= Albert Gjerdrum =

Norwegian jurist

Albert Ehrensvärd Gjerdrum (22 June 1869 – 24 February 1954) was a Norwegian jurist.

He was born in Kristiania as a son of Carl Ferdinand Gjerdrum, nephew of Jørgen and Otto Gjerdrum and grandson of Ole Gjerdrum. Together with Ovidia Kloumann he had the son Carl Ferdinand Gjerdrum, who was killed during the Second World War.

He finished his secondary education in 1888 and took the cand.jur. degree in 1893. He was a deputy judge in Farsund from 1894 to 1895, junior solicitor and attorney from 1895 and lawyer from 1901. He was an attorney for Bøndernes Bank, Arbeidernes Landsbank and Spareskillingsbanken. His law firm was called A. Gjerdrum og C. F. Gjerdrum, and had its offices in the Oslo's main street Karl Johans gate.

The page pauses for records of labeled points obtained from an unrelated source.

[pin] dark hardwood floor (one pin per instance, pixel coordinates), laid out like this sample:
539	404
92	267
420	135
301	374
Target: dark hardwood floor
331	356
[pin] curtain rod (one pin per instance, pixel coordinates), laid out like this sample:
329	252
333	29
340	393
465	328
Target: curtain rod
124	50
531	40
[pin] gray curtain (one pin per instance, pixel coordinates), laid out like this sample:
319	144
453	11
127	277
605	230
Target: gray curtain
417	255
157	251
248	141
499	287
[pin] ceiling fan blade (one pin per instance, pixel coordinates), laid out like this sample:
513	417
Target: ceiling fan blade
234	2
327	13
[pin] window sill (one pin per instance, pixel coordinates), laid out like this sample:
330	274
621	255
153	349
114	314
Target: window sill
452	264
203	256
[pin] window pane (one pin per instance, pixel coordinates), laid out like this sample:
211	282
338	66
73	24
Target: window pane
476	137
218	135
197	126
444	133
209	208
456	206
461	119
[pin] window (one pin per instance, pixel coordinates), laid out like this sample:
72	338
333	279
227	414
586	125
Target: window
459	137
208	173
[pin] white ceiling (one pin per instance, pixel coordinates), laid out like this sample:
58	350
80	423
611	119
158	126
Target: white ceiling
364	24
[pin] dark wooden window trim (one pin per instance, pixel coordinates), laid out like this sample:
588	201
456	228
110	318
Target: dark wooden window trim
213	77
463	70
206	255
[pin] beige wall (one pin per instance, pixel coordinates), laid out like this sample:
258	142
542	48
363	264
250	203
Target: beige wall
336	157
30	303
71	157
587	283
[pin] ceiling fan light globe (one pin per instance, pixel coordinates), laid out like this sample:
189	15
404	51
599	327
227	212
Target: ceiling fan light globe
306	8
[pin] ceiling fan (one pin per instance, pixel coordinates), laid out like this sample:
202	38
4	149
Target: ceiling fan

He was also an acting judge in Oslo City Court from 1898 to 1909, and was also a defender in Oslo Court of Appeal. He handled several profiled criminal cases in his time, such as the Mossin case and the Aasheim case. In the 1920s he also lectured in civil law at the Royal Frederick University, and issued the book Utsigt over den nye Civilprosess. He was a board member of the Norwegian Bar Association from 1930, and also a member of public boards and commissions.

He received the King's Medal of Merit in gold in 1947. He died in February 1954.